Cyberwarfare: How the U.S. Can Confront This New Reality
By Baan Alsinawi, Founder and President of TalaTek, sharing cyberwarfare expertise as part of the #InfoSecInsightJam.
Cyberwarfare is the new frontier of international conflict. As a phenomenon, it is no more clearly defined than by the rising tensions between Iran and the US. In response to a rising number of attacks on federal workers by government-backed Iranian hackers, President Trump eliminated the Obama-era law against cyberwarfare to endow US federal security officials with the power to use computers as offensive weapons. While retaliation might seem a natural reaction to protecting federal agencies and America’s enterprises and organizations, this policy change could prove to be the ignition that lights the blue touch paper, causing a fire the US might not be capable of extinguishing.
If retaliation and antagonism aren’t the answer in this new age of diplomacy, it’s important to understand why this is the case and determine how else governments should approach it.
The centrality and susceptibility of computers
Cyberwarfare shines a harsh spotlight on the global community’s dependence on computers to manage key functions, such as government operations, defense, infrastructure, healthcare, and financial services. If a system is hijacked or infiltrated to destroy, disrupt, or compromise one of these functions, the susceptibility of entire cities, and even populations, is laid bare. If public transport infrastructure is halted, for instance, our ability to travel and work could be taken away.
When you consider this and leave politics aside, a calculated look at the potential impact of Trump’s policy change raises the specter of a massive escalation in cyberattacks and counterattacks between nation-states, which could prove disastrous. A 2019 Wall Street Journal article, “Russian Hackers Reach U.S. Utility Control Rooms, Homeland Security Officials Say,” reveals that America’s national infrastructure is replete with vulnerabilities.
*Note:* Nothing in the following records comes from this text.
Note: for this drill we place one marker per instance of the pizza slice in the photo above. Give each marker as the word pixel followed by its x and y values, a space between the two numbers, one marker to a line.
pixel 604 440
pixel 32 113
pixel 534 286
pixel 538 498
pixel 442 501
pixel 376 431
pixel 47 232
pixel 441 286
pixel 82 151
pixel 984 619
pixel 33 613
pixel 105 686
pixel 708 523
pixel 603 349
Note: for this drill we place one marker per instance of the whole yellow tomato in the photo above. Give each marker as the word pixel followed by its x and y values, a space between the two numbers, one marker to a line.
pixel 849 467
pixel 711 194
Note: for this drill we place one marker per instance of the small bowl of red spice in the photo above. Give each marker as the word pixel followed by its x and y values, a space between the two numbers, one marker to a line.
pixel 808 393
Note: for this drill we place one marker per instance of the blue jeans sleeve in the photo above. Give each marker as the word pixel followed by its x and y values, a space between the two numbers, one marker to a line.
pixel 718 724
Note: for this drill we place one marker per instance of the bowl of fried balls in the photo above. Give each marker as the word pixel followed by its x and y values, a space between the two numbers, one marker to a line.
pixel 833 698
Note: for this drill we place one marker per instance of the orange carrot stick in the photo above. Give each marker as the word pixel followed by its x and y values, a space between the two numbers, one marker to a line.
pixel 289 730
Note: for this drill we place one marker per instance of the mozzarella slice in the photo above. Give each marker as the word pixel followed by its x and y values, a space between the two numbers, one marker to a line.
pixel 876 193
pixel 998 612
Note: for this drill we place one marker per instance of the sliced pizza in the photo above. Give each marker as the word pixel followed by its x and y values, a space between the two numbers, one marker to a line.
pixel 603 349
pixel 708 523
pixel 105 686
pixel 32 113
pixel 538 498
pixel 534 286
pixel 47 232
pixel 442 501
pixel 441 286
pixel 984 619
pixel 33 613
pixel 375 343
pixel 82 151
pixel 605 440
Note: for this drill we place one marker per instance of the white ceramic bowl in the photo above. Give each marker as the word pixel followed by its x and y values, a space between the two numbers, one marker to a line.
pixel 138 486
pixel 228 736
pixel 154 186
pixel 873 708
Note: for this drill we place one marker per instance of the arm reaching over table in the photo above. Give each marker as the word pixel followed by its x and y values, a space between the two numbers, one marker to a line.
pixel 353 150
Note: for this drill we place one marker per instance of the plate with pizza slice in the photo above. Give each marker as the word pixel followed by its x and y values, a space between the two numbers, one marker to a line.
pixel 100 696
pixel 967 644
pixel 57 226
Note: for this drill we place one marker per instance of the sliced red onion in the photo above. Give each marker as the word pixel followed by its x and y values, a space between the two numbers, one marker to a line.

Although its military power remains dominant, the U.S. would likely be unprepared for the ramifications of a serious cyber-attack. To paraphrase the old idiom, those who live in glass houses should take care when throwing stones at their neighbors. Failure to do so could prove detrimental to national infrastructure and the people it serves and protects.
An Iranian government-linked cyber-espionage group referred to as APT34 has been associated with recent attacks on U.S. federal government employees. This threat vector, active since at least 2014, uses a mix of public and nonpublic tools, such as password-collecting tools and social engineering campaigns, to harvest strategic information that can further Iran’s geopolitical and economic needs. APT34, also known as OilRig and Greenbug, has conducted broad targeting across a variety of foreign industries and governments operating in the Middle East. Its strongest interest is gaining access to foreign corporations and governments’ financial and energy utilities.
As risk management experts, it’s our job to inform organizations operating in both the public and private sectors on how to take proactive cybersecurity precautions against current threats and prepare for future attacks. While the U.S. federal government has enacted certain measures to combat cyberwarfare attacks against its agencies, more needs to be done in the shape of a “whole-of-nation” approach. Government contractors, state and local governments, private industry, educational institutions, banks and other financial entities, retail chains, hospitals in cohesion with the federal government are well-advised to follow these measures as applicable to protect their assets and thwart hacking attempts.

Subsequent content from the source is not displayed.